Abortion Restrictions in North Carolina
While this is not an exhaustive list of restrictions on abortion and reproductive health care in North Carolina, this section highlights several of the major legal barriers to access.
Abortion Refusal Laws
In North Carolina, physicians and nurses have been allowed to refuse to participate in any procedure that results in an abortion since 1973. In 2013, that protection was extended to any healthcare provider in North Carolina. For example, this may occur when a patient needing an emergency termination goes to a hospital for care. It is critical institutions have policies in place that center patients’ well-being and the provision of quality care to all patients, regardless of the religious beliefs of employees.
TRAP Laws
In North Carolina, anti-abortion lawmakers in the General Assembly passed additional, medically unnecessary regulations of abortion clinics. North Carolina does not have extensive TRAP laws (Targeted Regulations of Abortion Providers) as other states like Texas do, but it does have politically-targeted regulations, including:
- Requiring physicians performing abortions after 16 weeks to send records of the patient’s ultrasound images to the North Carolina Department of Health and Human Services.
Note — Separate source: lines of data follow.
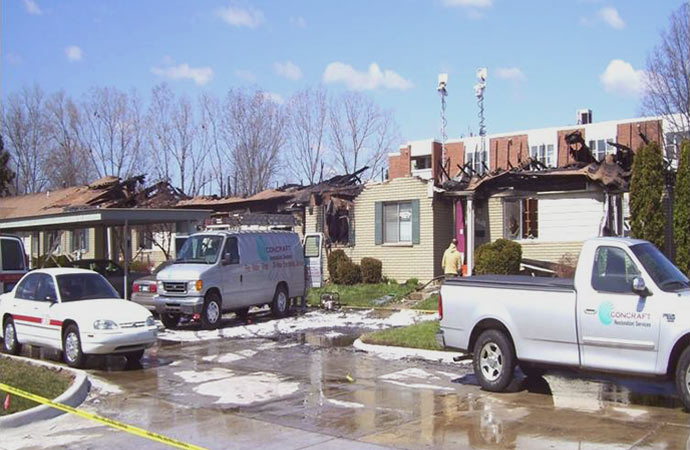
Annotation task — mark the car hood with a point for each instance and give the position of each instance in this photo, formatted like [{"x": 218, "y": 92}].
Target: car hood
[
  {"x": 117, "y": 310},
  {"x": 183, "y": 272}
]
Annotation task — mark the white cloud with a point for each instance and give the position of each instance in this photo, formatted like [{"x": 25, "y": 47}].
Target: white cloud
[
  {"x": 200, "y": 75},
  {"x": 469, "y": 3},
  {"x": 245, "y": 75},
  {"x": 511, "y": 74},
  {"x": 238, "y": 17},
  {"x": 275, "y": 98},
  {"x": 74, "y": 53},
  {"x": 32, "y": 7},
  {"x": 299, "y": 22},
  {"x": 288, "y": 69},
  {"x": 338, "y": 72},
  {"x": 621, "y": 78},
  {"x": 611, "y": 17}
]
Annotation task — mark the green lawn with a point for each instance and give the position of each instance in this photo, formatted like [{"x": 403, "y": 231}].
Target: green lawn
[
  {"x": 421, "y": 335},
  {"x": 38, "y": 380},
  {"x": 360, "y": 294},
  {"x": 430, "y": 304}
]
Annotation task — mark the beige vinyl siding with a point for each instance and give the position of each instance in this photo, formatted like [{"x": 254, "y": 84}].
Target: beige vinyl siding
[{"x": 403, "y": 261}]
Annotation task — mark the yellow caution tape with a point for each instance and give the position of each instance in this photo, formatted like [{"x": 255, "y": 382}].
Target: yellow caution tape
[{"x": 104, "y": 420}]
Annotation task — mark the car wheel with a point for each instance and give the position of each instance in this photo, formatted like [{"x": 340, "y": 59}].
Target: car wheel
[
  {"x": 242, "y": 313},
  {"x": 683, "y": 378},
  {"x": 134, "y": 357},
  {"x": 280, "y": 302},
  {"x": 494, "y": 360},
  {"x": 170, "y": 320},
  {"x": 71, "y": 347},
  {"x": 212, "y": 313},
  {"x": 531, "y": 371},
  {"x": 10, "y": 343}
]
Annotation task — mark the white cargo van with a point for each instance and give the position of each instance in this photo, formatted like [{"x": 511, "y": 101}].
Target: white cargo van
[
  {"x": 229, "y": 271},
  {"x": 12, "y": 262}
]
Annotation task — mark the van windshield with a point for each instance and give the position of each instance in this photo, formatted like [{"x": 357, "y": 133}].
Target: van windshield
[{"x": 201, "y": 249}]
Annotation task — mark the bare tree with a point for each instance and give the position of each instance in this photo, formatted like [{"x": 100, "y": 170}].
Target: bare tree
[
  {"x": 110, "y": 128},
  {"x": 254, "y": 130},
  {"x": 307, "y": 114},
  {"x": 25, "y": 125},
  {"x": 180, "y": 151},
  {"x": 361, "y": 133},
  {"x": 668, "y": 73},
  {"x": 69, "y": 162}
]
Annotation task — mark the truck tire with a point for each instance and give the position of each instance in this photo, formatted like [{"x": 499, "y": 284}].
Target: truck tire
[
  {"x": 212, "y": 313},
  {"x": 683, "y": 377},
  {"x": 494, "y": 360}
]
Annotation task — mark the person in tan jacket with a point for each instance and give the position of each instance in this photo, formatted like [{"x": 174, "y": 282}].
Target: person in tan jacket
[{"x": 451, "y": 259}]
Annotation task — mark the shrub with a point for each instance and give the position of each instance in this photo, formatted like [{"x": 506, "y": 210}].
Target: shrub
[
  {"x": 334, "y": 259},
  {"x": 501, "y": 257},
  {"x": 371, "y": 270},
  {"x": 348, "y": 272}
]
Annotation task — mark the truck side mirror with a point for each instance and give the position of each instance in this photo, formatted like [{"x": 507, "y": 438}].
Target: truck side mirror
[{"x": 639, "y": 287}]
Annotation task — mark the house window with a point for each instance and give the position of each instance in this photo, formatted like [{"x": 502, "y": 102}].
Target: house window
[
  {"x": 521, "y": 219},
  {"x": 543, "y": 153},
  {"x": 80, "y": 240},
  {"x": 397, "y": 222}
]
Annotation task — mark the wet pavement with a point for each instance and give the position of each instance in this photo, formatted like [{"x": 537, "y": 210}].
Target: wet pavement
[{"x": 305, "y": 390}]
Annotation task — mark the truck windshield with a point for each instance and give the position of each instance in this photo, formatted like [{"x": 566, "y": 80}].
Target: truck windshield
[
  {"x": 663, "y": 272},
  {"x": 201, "y": 249}
]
- Abortion providers are banned from receiving any state funding for any purpose (this was a 2015 law specifically passed to attempt to defund the state’s Planned Parenthood affiliate).
Forced Ultrasound Laws
A federal court put this restriction on hold before it could go into effect and later struck it down as unconstitutional in a case brought by the ACLU-NC and other groups, including abortion providers. A federal appeals court later upheld that ruling. The law that was struck down was from 2011, when the North Carolina General Assembly required ultrasounds be performed four hours before a patient could have an abortion (except in emergencies) and that the individual was required to view the ultrasound images. Abortion providers were required to explain the presence, location, and dimensions of the fetus; provide a medical description of the images; and offer listening to the fetal heart tone.
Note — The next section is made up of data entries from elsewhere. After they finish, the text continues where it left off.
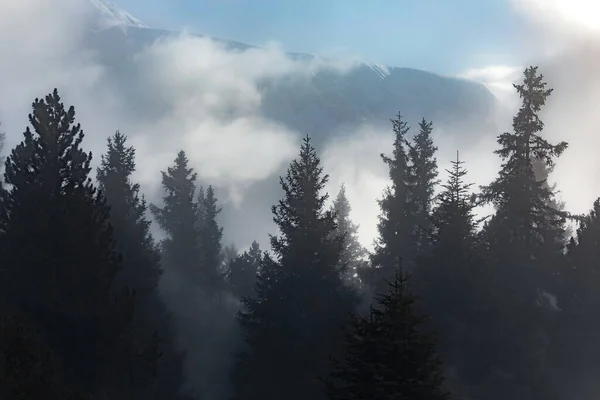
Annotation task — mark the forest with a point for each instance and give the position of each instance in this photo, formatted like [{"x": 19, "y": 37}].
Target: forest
[{"x": 448, "y": 305}]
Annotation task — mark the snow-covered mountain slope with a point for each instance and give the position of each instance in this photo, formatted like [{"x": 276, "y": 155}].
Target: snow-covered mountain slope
[
  {"x": 328, "y": 106},
  {"x": 109, "y": 15}
]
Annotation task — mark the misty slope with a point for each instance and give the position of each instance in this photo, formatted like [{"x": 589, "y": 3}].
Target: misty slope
[
  {"x": 328, "y": 106},
  {"x": 331, "y": 102}
]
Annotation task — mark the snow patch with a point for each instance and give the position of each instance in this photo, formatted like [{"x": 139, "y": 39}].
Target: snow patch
[
  {"x": 381, "y": 70},
  {"x": 111, "y": 16}
]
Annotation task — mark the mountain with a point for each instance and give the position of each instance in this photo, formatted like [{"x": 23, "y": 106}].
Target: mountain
[
  {"x": 328, "y": 106},
  {"x": 331, "y": 103}
]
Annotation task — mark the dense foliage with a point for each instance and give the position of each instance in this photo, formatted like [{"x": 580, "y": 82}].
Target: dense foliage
[{"x": 94, "y": 307}]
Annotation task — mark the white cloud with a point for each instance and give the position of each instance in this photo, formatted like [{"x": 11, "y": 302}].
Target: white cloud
[
  {"x": 497, "y": 78},
  {"x": 356, "y": 162},
  {"x": 564, "y": 40},
  {"x": 211, "y": 94}
]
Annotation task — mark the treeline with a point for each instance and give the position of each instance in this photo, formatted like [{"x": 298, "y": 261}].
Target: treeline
[{"x": 446, "y": 306}]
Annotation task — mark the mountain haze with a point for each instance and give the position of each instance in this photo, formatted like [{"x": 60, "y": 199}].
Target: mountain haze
[{"x": 332, "y": 100}]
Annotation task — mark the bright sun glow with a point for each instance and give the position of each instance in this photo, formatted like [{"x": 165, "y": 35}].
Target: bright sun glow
[{"x": 582, "y": 13}]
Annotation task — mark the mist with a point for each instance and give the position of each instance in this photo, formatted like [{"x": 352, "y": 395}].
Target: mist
[{"x": 209, "y": 98}]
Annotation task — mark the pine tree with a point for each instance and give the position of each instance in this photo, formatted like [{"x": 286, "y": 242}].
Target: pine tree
[
  {"x": 28, "y": 370},
  {"x": 242, "y": 272},
  {"x": 2, "y": 157},
  {"x": 523, "y": 245},
  {"x": 178, "y": 218},
  {"x": 230, "y": 252},
  {"x": 388, "y": 354},
  {"x": 141, "y": 258},
  {"x": 422, "y": 172},
  {"x": 353, "y": 253},
  {"x": 397, "y": 234},
  {"x": 448, "y": 278},
  {"x": 295, "y": 317},
  {"x": 58, "y": 257},
  {"x": 209, "y": 236},
  {"x": 577, "y": 348}
]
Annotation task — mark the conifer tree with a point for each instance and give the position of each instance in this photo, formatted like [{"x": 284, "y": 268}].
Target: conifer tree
[
  {"x": 242, "y": 272},
  {"x": 423, "y": 172},
  {"x": 178, "y": 218},
  {"x": 296, "y": 315},
  {"x": 523, "y": 245},
  {"x": 396, "y": 227},
  {"x": 230, "y": 253},
  {"x": 448, "y": 278},
  {"x": 353, "y": 253},
  {"x": 209, "y": 237},
  {"x": 59, "y": 263},
  {"x": 577, "y": 348},
  {"x": 141, "y": 258},
  {"x": 388, "y": 354}
]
Biased Counseling & Mandatory Delays
In North Carolina, the General Assembly passed a law in 2013 requiring people who wanted an abortion be forced to wait for 24 hours after the first appointment they had with an abortion clinic where they were read a biased state-mandated script written by anti-abortion lawmakers and filled with medical inaccuracies in an attempt to shame and scare people seeking abortion care. In 2015, the NC General Assembly passed a law increasing the forced waiting period to 72 hours after the state-mandated script is read to them. North Carolina is one of only five states with that long of a waiting period, and a recent study showed waiting periods had little impact on a person’s decision to have an abortion.
In 2023, the NC General Assembly passed a monster abortion ban (S20) that requires this biased counseling to be done in person at a clinic, necessitating at least two appointments that are 72 hours apart. There is no medical reason for this regulation. It is solely designed to make it more difficult for patients and providers to obtain and provide care.